Marit Deym is the last descendant of a long line of Hungarian aristocracy. Her parents left the old country with some of their wealth before World War II, but did not leave their imperious manners behind. They bought a big spread in Massachusetts, complete with a Gothic house. Marit, a strange woman raised by stranger people, understands and loves animals more than humans. Marit's friend Lola is one of her few links to the rest of her species. Lola is the only person who can get Marit to leave her sanctuary (in both senses of the word). The sheriff doesn't like her and Marit worries that he's going to go ballistic when he finds out that she's rescued a pack of wolves.

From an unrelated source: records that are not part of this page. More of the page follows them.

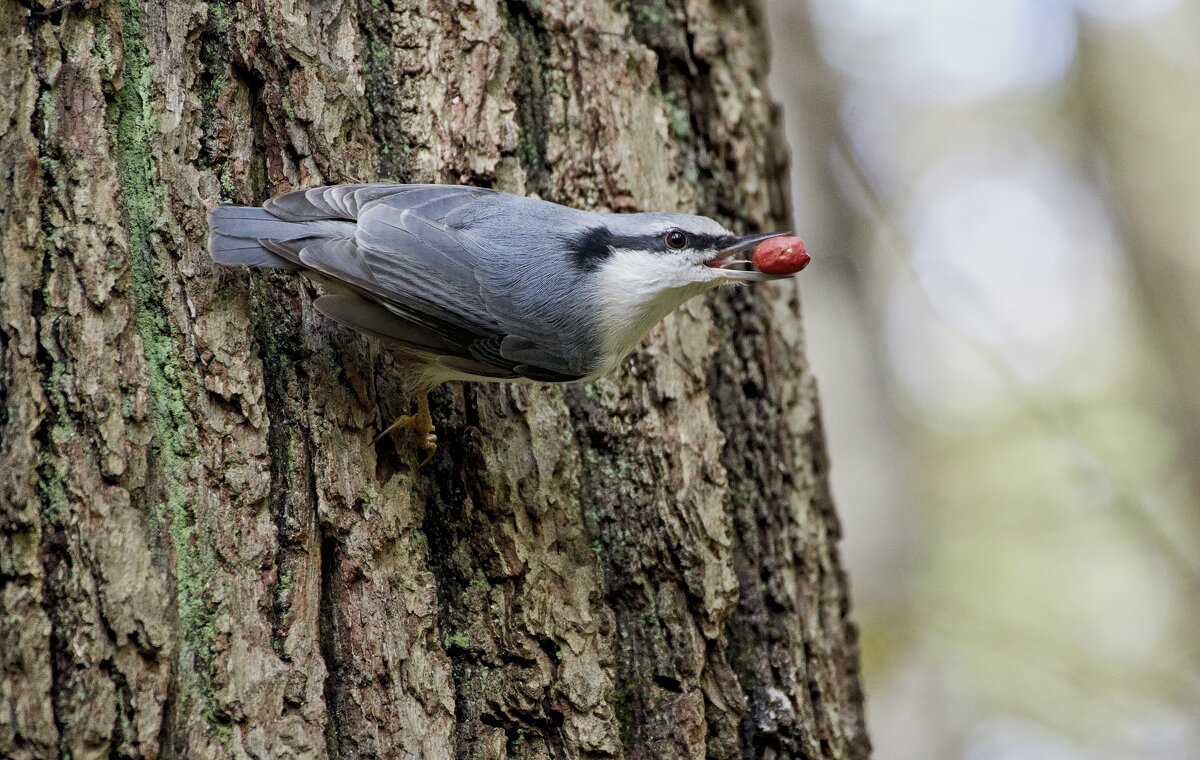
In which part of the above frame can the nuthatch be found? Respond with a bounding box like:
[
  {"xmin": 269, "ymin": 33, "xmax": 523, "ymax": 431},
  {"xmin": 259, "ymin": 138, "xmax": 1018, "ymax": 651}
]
[{"xmin": 209, "ymin": 184, "xmax": 788, "ymax": 463}]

One day, soon after the wolves arrive, one of the teachers at the blind school wanders into Marit's sanctuary. Gabriel (not blind) and Marit have an instant connection. Marit instantly tries to mess it up by becoming extremely jealous of Gabriel's ex-fiancee. Fortunately, he's a forgiving man and really wants to have more than sex with her.
This is what any summary of Sister Wolf will give you. This makes it sound like a possibly better than average love story. I would be remiss if I didn't say that the chronology is fractured. Arensberg takes us back and forth in time to Marit's parents to Lola's school days seducing other girls to Gabriel's life in Cuba as an aide worker. The language is just this side of overwrought. The dialog comes straight out of a bad play most of the time. I finished it, but I didn't enjoy this book.